Biodegradable Polymers in Medical Devices: Testing, Applications, and FDA Issues

Biodegradable polymer devices must show two things: what leaches now and what degrades later, and that both are safe at real‑world exposure. Build a risk‑based plan around ISO 10993‑18 for chemical characterization, ISO 10993‑13 for polymer degradation products, ISO 10993‑17 for tox thresholds, and ISO 10993‑6 implantation, then confirm in‑vitro degradation and strength retention with ASTM F1635

FDA’s current ISO 10993‑1 guidance expects that plan, plus proof the device keeps its strength through the clinical “critical window.” 

Show what breaks down, how fast, and that the byproducts and performance are safe for patients. Tie your testing to ISO 10993‑13/17/18, do implantation, and run ASTM F1635.

What does a “biodegradable polymer device” mean

It’s a device meant to safely break down in the body, so removal surgery isn’t needed. Common materials are PLA or PLLA, PLGA, PGA, PCL, and PDO. They serve in: 

  • sutures
  • fixation
  • drug depots
  • stents
  • tissue scaffolds 

These polymers degrade over weeks to years. You control the timeline with choices like lactide:glycolide ratio, molecular weight, crystallinity, and end‑group capping. 

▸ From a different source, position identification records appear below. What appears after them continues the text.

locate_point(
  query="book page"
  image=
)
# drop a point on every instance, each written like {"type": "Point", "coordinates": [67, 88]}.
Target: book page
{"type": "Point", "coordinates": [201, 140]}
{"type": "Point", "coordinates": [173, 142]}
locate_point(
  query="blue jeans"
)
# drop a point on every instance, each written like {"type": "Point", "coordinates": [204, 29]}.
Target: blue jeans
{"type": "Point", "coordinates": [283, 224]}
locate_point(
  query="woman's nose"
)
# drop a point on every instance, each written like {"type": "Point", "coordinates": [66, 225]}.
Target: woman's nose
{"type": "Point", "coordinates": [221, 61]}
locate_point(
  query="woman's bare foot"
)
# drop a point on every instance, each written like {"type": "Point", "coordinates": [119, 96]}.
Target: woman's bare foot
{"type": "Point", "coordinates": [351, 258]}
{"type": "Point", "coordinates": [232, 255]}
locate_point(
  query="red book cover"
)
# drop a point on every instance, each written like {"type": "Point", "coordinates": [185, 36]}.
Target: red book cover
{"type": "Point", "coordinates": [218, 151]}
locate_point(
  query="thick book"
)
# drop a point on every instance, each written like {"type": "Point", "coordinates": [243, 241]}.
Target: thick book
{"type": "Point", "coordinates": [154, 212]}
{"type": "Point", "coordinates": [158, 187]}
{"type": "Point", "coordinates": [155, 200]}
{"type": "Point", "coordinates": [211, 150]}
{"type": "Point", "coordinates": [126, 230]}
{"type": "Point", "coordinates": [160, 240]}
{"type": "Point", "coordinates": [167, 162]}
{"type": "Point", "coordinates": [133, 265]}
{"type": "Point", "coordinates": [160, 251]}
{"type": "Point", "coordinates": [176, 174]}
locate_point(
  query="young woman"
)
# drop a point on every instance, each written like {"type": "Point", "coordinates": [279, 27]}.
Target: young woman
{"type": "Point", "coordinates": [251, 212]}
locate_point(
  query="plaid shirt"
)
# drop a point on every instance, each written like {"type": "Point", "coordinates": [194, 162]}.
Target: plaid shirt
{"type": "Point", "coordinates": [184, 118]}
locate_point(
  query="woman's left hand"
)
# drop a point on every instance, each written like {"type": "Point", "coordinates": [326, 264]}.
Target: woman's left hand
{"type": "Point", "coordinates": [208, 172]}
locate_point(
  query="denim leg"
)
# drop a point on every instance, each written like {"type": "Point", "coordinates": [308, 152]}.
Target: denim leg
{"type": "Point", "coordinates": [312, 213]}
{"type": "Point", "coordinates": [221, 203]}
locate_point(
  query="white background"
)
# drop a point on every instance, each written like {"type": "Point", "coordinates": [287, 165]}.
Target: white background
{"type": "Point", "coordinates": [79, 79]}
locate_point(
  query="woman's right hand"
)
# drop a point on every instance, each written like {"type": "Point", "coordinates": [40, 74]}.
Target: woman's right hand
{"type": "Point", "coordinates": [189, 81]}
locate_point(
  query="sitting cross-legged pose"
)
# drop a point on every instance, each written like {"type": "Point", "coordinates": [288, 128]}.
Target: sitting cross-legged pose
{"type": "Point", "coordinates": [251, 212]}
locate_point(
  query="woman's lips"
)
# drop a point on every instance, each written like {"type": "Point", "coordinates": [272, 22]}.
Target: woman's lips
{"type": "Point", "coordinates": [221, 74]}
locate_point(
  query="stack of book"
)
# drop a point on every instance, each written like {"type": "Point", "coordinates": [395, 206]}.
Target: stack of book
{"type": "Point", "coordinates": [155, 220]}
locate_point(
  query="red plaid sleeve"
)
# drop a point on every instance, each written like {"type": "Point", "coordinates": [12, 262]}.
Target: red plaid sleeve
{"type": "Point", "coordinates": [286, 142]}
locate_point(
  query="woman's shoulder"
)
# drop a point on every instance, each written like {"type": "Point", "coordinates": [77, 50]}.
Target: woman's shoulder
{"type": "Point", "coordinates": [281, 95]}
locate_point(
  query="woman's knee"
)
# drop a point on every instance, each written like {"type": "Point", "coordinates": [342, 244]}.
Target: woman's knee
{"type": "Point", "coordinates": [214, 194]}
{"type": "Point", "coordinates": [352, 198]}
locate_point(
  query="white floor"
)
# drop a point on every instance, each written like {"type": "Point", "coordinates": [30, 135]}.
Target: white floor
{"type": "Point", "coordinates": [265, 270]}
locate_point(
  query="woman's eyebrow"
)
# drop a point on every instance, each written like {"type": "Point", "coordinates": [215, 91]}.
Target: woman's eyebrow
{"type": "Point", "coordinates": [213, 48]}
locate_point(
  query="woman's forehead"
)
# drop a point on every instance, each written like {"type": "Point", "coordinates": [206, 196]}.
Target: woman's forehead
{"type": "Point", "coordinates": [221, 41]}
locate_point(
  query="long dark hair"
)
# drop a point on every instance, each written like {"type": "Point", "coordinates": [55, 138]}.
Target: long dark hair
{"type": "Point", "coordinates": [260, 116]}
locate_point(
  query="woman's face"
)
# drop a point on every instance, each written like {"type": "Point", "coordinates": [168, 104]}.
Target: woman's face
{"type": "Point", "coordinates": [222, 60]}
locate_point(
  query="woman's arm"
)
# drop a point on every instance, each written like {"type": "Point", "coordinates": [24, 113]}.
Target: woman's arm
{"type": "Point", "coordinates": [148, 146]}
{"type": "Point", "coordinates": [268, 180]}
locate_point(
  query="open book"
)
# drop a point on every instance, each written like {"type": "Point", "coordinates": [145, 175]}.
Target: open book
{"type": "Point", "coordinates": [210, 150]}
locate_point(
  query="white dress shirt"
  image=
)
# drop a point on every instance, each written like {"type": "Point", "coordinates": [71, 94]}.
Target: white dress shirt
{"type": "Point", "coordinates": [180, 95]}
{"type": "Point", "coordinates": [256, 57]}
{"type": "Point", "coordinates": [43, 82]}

Link your team to a quick overview with our biocompatibility testing for medical devices. It explains contact types and how duration drives endpoints. 

Pick the right applications, then the right risks

Use tissue contact and time in the body to drive your test plan. Short‑term sutures don’t face the same risks as long‑term fixation or blood‑contact depots. FDA’s ISO 10993‑1 guidance formalizes that risk logic. 

For blood‑contact devices, add hemocompatibility testing. Many teams start with hemolysis, then layer coagulation, platelet activation, and complement activation

For any implant, plan ISO 10993‑6 implantation to read the local tissue response. Bone and muscle sites are available for orthopedic use. 

Build your degradable‑device test plan the smart way

Start with chemistry, translate to tox, confirm with biology, and verify degradation and performance over time.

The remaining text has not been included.